К нему подошел, заложив руки в карманы, юноша, унтер-офицер, сапер, с истертой ленточкой Железного креста в петлице. Он окинул Бертина вопросительным взглядом. Пристальные, как у животного, глаза блеснули па его продолговатом лице с детским носом. Да, совсем как ученая обезьяна, этот маленький унтер-офицер Зюсман; он появляется здесь раз в несколько дней, проверяет работы и вновь исчезает. Он небрежно переставляет ноги в обмотках; на нем нет даже пояса. С папиросой в углу рта он присаживается на корточках возле Бертина.

— Нелегко было разыскать вас, — говорит он.

— Бывает, — отвечает Бертин, накладывая гаечный ключ. — Крепче я не в состоянии завинтить.

Как хорошо, что в отцовской столярной мастерской он научился обращаться с разного рода инструментами: теперь это пригодилось. Унтер-офицер Зюсман пробует: накладка над обеими шпалами сидит крепко.

— All right[9], — хвалит он, — но я пришел не для этого. Мне поручено пригласить вас к лейтенанту.

— К какому? — спрашивает Бертин.

Зюсман смотрит на него.

— Конечно, к моему — Кройзингу… Не так-то легко было вас разыскать. Вы не назвали ему своего имени.

Бертин встает.

— Вы из его части?

— Ну конечно.

Они обходят первую рельсовую раму, вынимают из мешка новые гайки и накладки.

— Руки портятся, — замечает Бертин, разглядывая пальцы, — но все же такая работа приятнее, чем канцелярия.

Он опять становится на колени. Зюсман завинчивает другую накладку, будто он не «начальство». Порыв ветра гонит над их головами пожелтевшие листья.

— А что он думает теперь о своем брате? Ведь вам известно, в чем дело?

— Его гложет раскаяние, — объясняет Зюсман. — По-видимому, он удостоверился во многом, иначе рота его брата и штаб батальона не находились бы теперь в Дуомоне.

Бертин смотрит на него, не понимая.

— Как? Капитан Нигль?

— Да. Обитает теперь в Дуомоне! Простая случайность! Дуомон — большой гарнизон, в этом отчем доме найдется приют для многих. Так вот лейтенант спрашивает, хотите ли вы присутствовать при чтении того письма?
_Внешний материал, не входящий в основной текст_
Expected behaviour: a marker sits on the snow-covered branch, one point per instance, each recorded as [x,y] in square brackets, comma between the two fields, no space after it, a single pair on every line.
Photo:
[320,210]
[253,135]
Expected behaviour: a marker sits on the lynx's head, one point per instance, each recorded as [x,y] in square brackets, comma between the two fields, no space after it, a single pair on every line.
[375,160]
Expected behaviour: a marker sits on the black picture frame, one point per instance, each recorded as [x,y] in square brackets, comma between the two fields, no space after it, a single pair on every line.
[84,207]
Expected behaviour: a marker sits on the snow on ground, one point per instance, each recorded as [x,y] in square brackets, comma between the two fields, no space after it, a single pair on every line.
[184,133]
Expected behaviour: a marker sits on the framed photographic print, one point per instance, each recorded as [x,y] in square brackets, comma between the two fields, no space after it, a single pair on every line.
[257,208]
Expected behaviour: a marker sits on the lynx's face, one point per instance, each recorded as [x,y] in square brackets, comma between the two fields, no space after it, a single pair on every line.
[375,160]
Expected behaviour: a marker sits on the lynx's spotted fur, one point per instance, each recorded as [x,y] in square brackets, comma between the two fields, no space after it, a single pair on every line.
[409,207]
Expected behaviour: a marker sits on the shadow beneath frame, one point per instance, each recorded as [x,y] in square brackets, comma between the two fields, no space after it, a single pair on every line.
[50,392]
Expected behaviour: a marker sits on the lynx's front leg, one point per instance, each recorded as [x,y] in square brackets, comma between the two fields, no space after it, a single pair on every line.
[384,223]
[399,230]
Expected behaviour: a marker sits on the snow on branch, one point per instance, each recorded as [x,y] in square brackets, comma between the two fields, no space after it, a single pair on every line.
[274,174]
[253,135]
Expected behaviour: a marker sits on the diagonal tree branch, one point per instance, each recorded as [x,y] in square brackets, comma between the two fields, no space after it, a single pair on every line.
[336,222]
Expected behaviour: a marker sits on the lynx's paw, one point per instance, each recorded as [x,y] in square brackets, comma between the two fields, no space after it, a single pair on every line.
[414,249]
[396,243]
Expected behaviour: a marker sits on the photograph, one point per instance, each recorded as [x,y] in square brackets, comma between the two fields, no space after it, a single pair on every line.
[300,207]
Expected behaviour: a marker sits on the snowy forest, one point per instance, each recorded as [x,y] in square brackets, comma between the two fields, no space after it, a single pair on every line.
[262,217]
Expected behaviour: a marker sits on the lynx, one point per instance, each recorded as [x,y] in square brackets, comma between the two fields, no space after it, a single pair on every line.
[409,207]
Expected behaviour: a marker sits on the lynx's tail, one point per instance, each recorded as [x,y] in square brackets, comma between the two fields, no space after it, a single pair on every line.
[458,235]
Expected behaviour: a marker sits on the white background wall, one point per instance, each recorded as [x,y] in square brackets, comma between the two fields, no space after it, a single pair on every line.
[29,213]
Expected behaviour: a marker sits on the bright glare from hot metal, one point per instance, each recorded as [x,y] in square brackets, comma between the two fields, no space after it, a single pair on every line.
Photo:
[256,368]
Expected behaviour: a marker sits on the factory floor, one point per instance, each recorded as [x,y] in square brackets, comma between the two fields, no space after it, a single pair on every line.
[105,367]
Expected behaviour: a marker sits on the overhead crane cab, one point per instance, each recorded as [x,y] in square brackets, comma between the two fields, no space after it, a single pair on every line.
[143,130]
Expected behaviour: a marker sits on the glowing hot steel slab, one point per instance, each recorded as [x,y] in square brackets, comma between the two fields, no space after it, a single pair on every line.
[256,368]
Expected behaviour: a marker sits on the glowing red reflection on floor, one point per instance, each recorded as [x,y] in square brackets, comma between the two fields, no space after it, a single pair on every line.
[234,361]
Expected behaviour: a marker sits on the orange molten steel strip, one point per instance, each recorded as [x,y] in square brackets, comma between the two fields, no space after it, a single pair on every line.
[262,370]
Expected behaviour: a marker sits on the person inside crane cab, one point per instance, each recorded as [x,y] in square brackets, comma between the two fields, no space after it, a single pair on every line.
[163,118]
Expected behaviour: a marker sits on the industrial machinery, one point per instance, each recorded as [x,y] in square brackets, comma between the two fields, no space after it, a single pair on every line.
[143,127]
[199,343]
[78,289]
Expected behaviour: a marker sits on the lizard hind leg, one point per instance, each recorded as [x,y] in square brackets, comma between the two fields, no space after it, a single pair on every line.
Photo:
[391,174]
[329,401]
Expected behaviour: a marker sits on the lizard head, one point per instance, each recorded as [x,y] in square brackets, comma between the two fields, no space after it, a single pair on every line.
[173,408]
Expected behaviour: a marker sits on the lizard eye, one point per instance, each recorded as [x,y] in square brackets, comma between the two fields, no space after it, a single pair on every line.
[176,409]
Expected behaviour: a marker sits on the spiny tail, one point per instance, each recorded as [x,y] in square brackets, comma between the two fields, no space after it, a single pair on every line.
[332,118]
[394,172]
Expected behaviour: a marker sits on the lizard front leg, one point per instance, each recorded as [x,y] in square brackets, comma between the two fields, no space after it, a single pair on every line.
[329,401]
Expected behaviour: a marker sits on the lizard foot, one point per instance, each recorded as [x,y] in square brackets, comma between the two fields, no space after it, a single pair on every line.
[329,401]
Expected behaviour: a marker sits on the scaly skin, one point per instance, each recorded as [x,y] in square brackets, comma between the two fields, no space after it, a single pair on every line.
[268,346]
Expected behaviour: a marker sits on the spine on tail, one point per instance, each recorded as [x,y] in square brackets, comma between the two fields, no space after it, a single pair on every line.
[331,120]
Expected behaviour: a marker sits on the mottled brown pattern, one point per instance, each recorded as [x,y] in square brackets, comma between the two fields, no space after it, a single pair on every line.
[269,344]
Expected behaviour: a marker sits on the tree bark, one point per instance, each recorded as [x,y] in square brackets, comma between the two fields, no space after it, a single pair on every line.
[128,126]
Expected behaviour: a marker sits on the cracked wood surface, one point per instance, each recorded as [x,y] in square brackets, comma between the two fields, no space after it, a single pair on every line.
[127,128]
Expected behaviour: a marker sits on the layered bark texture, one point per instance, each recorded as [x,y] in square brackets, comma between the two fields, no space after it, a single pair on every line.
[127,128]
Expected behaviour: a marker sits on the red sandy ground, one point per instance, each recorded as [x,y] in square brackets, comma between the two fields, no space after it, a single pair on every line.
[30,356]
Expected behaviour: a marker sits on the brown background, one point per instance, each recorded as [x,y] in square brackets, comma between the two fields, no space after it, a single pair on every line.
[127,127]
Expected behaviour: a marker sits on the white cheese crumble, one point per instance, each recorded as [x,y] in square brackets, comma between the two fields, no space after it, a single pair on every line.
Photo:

— А мое начальство? — с сомнением в голосе говорит Бертин.

Унтер-офицер Зюсман сплевывает окурок.

— Лейтенант Кройзинг в этих местах — большая шишка; чем ближе к фронту, тем большее он имеет влияние. Это известно даже вашим панам. Единственный вопрос, решитесь ли вы сами отправиться туда. Надо думать, что у Дуомона сейчас довольно спокойно, как и на подступах к нему. Но, конечно, наши понятия еще далеко не ваши понятия.

— Откуда вам известны наши понятия? — возражает Бертин. — Прежде я горел желанием отличиться, но теперь, после пятнадцати месяцев у пруссаков… — Оба смеются. — Старые служаки в шапках набекрень, — им сам чорт не брат, — пожалуй, слишком усердно «кланяются» снарядам.

— На худой конец, приспособлюсь и у вас; вопрос только в том, как попасть в ваши места.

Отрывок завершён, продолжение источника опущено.